Standard Mezzanines were much more practical because you just needed to make sure you had “enough” space to fit whichever standard unit you were buying.
CIP has launched a third type, the Modular Mezzanine. It offers much more design flexibillity than standard units, as you can configure into a variety of different shapes to better meet your space requirements. But because the modular systems are based on standard, interchangelable sections, you get all the benefits of standard units, with the added benefits of design flexibility and scalability.
To be considered a Modular Mezzanine, a standard units must use interchangable sections and options, that can be configured into different designs, be able to be added to in the future, and even relocated if necessary.
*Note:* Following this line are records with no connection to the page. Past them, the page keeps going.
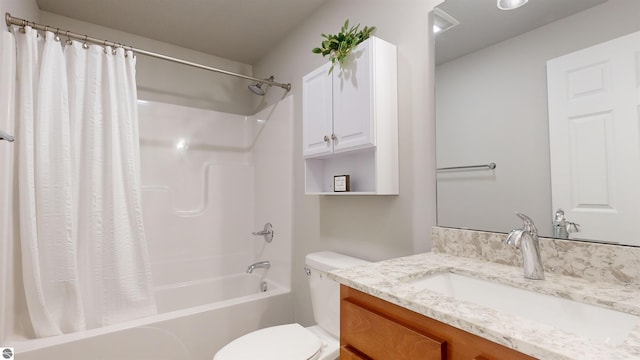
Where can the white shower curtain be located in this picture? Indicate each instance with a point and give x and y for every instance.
(84, 254)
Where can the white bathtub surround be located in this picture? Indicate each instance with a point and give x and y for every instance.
(84, 255)
(209, 180)
(194, 320)
(393, 280)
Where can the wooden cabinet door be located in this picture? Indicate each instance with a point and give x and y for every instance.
(381, 338)
(317, 113)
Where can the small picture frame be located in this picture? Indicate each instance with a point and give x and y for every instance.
(341, 183)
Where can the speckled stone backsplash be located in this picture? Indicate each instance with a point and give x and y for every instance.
(591, 261)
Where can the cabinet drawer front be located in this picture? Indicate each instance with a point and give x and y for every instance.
(383, 338)
(347, 354)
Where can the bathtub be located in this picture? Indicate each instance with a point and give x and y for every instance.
(194, 320)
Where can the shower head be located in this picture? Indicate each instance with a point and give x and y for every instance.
(257, 88)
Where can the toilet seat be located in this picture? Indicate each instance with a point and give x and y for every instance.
(283, 342)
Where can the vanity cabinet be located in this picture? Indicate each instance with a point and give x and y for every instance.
(371, 328)
(350, 122)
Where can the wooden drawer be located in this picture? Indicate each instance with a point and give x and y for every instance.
(347, 354)
(381, 338)
(372, 328)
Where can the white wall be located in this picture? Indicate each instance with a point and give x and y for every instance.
(369, 227)
(492, 107)
(8, 199)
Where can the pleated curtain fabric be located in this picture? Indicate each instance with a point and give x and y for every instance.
(84, 253)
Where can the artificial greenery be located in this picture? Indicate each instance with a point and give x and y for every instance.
(338, 46)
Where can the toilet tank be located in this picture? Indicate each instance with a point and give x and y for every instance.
(325, 293)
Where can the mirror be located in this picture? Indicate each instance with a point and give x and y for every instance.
(492, 106)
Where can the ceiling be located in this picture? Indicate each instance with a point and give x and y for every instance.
(239, 30)
(483, 24)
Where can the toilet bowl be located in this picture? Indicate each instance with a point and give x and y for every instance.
(293, 341)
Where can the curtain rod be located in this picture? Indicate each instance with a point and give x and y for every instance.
(10, 20)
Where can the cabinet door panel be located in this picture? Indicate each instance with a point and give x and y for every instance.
(381, 338)
(353, 99)
(317, 112)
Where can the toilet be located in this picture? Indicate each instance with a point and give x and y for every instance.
(292, 341)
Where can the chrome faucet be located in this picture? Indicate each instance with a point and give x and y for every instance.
(526, 239)
(259, 264)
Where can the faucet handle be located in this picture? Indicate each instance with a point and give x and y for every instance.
(528, 223)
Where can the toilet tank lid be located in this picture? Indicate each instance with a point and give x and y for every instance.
(329, 260)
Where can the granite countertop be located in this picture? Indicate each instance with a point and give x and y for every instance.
(390, 280)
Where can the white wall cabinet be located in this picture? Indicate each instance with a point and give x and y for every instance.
(350, 122)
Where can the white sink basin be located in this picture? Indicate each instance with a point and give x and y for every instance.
(593, 322)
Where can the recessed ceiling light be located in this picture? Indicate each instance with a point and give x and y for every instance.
(443, 21)
(510, 4)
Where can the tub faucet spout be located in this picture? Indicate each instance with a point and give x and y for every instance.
(259, 264)
(526, 239)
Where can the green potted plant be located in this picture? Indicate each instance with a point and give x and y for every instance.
(338, 46)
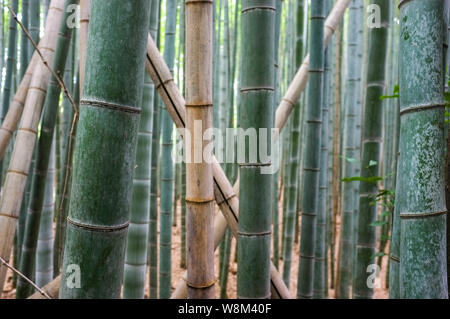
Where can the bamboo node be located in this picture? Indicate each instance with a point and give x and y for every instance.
(199, 200)
(111, 106)
(259, 234)
(421, 107)
(98, 227)
(202, 286)
(199, 105)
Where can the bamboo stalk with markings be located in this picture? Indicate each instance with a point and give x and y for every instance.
(109, 117)
(199, 178)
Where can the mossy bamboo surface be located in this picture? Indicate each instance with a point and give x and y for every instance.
(34, 20)
(167, 168)
(11, 64)
(223, 191)
(349, 163)
(370, 157)
(44, 249)
(24, 55)
(294, 157)
(153, 225)
(420, 178)
(311, 158)
(26, 136)
(256, 112)
(137, 238)
(108, 125)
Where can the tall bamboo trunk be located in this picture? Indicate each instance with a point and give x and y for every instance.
(44, 249)
(44, 148)
(153, 224)
(257, 93)
(199, 179)
(294, 157)
(25, 139)
(10, 66)
(137, 239)
(370, 158)
(24, 55)
(349, 163)
(34, 17)
(105, 150)
(311, 164)
(420, 179)
(167, 169)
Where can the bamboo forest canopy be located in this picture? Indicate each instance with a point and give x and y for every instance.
(201, 149)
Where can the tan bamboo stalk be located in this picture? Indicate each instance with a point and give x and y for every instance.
(15, 109)
(85, 10)
(199, 178)
(26, 136)
(224, 194)
(51, 289)
(298, 84)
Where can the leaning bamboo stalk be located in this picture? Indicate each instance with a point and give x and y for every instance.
(298, 84)
(199, 178)
(11, 119)
(26, 136)
(225, 196)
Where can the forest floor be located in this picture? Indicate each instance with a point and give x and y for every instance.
(177, 271)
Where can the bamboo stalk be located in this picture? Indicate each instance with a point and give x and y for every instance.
(85, 9)
(109, 111)
(420, 177)
(44, 147)
(26, 136)
(199, 178)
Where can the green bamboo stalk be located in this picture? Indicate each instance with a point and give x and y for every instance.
(320, 290)
(276, 176)
(44, 250)
(153, 227)
(294, 160)
(167, 174)
(257, 89)
(105, 150)
(183, 216)
(349, 163)
(137, 238)
(420, 179)
(65, 123)
(34, 19)
(24, 55)
(311, 165)
(44, 146)
(370, 158)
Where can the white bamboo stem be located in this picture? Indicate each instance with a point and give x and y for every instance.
(17, 173)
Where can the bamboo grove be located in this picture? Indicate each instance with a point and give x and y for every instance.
(207, 149)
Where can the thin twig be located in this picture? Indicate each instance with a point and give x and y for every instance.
(24, 277)
(69, 96)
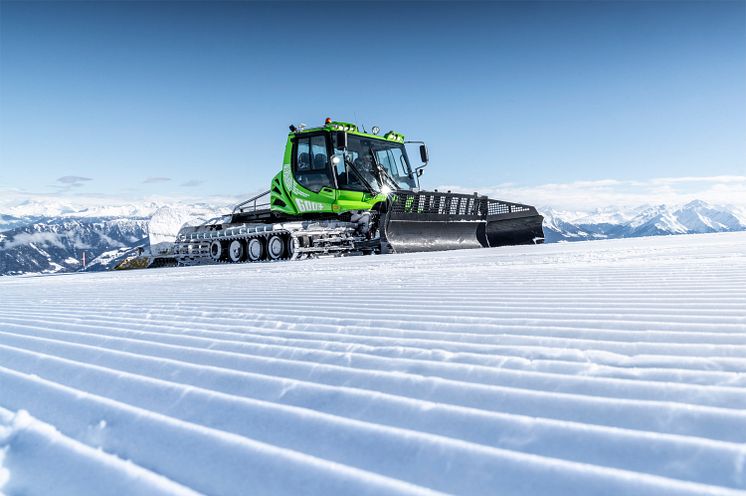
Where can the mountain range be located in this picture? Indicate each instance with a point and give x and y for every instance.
(42, 238)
No one likes one size fits all. This isn’t what this is. This is sort of like working with those plastic brick blocks that snap together (darn copyrights). We’ve put together basic building blocks of mezzanine sections. The four corner posts are aligned to straddle the flooring in a way that allows additional units to connect on any side.
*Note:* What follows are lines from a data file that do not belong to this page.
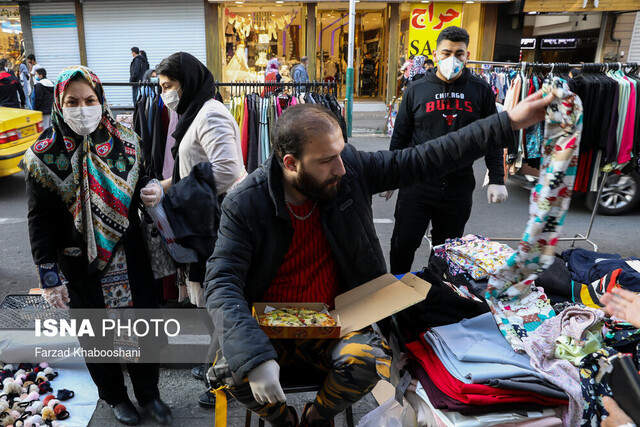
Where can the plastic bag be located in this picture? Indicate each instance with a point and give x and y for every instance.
(178, 252)
(389, 414)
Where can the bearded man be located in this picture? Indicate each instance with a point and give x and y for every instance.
(300, 229)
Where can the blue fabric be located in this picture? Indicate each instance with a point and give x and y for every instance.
(587, 267)
(474, 351)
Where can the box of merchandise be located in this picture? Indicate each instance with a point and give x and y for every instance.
(354, 310)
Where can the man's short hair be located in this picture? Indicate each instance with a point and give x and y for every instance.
(297, 125)
(453, 34)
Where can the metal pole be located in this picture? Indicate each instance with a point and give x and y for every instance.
(352, 33)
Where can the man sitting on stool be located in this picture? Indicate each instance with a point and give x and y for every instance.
(300, 229)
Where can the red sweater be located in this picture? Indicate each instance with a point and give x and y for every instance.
(309, 272)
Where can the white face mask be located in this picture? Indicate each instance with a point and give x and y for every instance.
(83, 120)
(171, 99)
(450, 67)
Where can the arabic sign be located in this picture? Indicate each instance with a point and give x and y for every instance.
(527, 43)
(559, 43)
(426, 22)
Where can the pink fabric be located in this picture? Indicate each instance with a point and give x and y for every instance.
(626, 144)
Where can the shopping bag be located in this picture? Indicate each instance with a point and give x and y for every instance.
(178, 252)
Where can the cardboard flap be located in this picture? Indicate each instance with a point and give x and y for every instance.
(372, 306)
(361, 291)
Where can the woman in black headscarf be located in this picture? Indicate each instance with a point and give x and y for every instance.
(206, 132)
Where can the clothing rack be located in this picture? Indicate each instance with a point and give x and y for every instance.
(586, 237)
(332, 87)
(561, 65)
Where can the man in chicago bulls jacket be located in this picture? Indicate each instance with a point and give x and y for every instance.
(445, 100)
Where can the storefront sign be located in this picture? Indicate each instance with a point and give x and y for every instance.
(527, 43)
(558, 43)
(426, 22)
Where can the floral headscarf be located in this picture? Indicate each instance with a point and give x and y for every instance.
(94, 175)
(418, 67)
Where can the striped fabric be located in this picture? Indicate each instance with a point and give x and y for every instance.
(518, 306)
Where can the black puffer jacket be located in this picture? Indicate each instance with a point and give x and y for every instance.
(255, 229)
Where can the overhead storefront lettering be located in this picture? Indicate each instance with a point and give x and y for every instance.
(427, 22)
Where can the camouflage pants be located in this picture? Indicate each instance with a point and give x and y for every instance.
(354, 365)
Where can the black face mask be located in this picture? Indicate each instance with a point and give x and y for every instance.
(314, 190)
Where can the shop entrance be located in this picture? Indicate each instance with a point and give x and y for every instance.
(11, 41)
(370, 50)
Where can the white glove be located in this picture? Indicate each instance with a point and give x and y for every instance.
(57, 296)
(264, 381)
(152, 194)
(497, 193)
(387, 194)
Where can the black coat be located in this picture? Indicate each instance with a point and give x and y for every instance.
(255, 229)
(194, 214)
(51, 230)
(43, 98)
(137, 68)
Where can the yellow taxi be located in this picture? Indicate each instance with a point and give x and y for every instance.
(19, 129)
We’ve made it as simple as possible by engineering the solution in 10-foot, square interchangeable units. This also ensures the posts are never more than ten-feet apart. This provides a very stable structure and distributes weight efficiently to minimize the structural load being placed on the floor and foundation even when filled to rated capacity.
If a 200 sq. foot Modular Mezzanine is filled to capacity at 25,000 pounds, the floor slab analysis needs to show that it can support 12,500 pounds per square foot.
Below are some common Modular Mezzanine configurations:
The units or sections are designed to be bolted together with nuts and bolts. Connection hardware is high strength (ASTM A 325-10) hardened structural steel bolts and fasteners. That means you don’t need a drill or a welder to connect sections together, and they can be installed in days rather than weeks.
The standard Modular Mezzanine sections are supported with industrial, heavy-duty steel columns and base plates. The column base plates are 10” x 10” x 5/8” thick steel factory punched for four 5/8” anchor bolts. All structural beams meet American Society for Testing and Materials (ASTM) of 50W specifications of a minimum yield strength of 50,000 pounds per square inch. The hollow structural section (HSS) square tubing meets ASTM 500 class H requirement of 46,000 lbs. per square inch.
In other words, they’re strong. Strong enough to support up 125 pounds per square foot, even though they drill directly into your floor and connect together with nuts and bolts. That’s pretty cool.
Completely Scalable for Growing Businesses
Now, this may just be the best part and why this approach makes so much sense. Remember that part in the beginning about figuring out what you need? Let’s say what you need right now is 200 sq. feet, but what you might need three years from now is 500 sq. feet. That’s okay, you don’t have to buy all 500 sq. feet right now. Simply get what you need now, now and get what you need later, later. As long as you start with a CIP Modular Mezzanine system, you know that down the road you can always buy more units and bolt them together.
And, if your needs change within your facility, you can even relocate and re-arrange all the units. Since all of the units are free standing and don’t connect to any of your walls, you have complete design flexibility.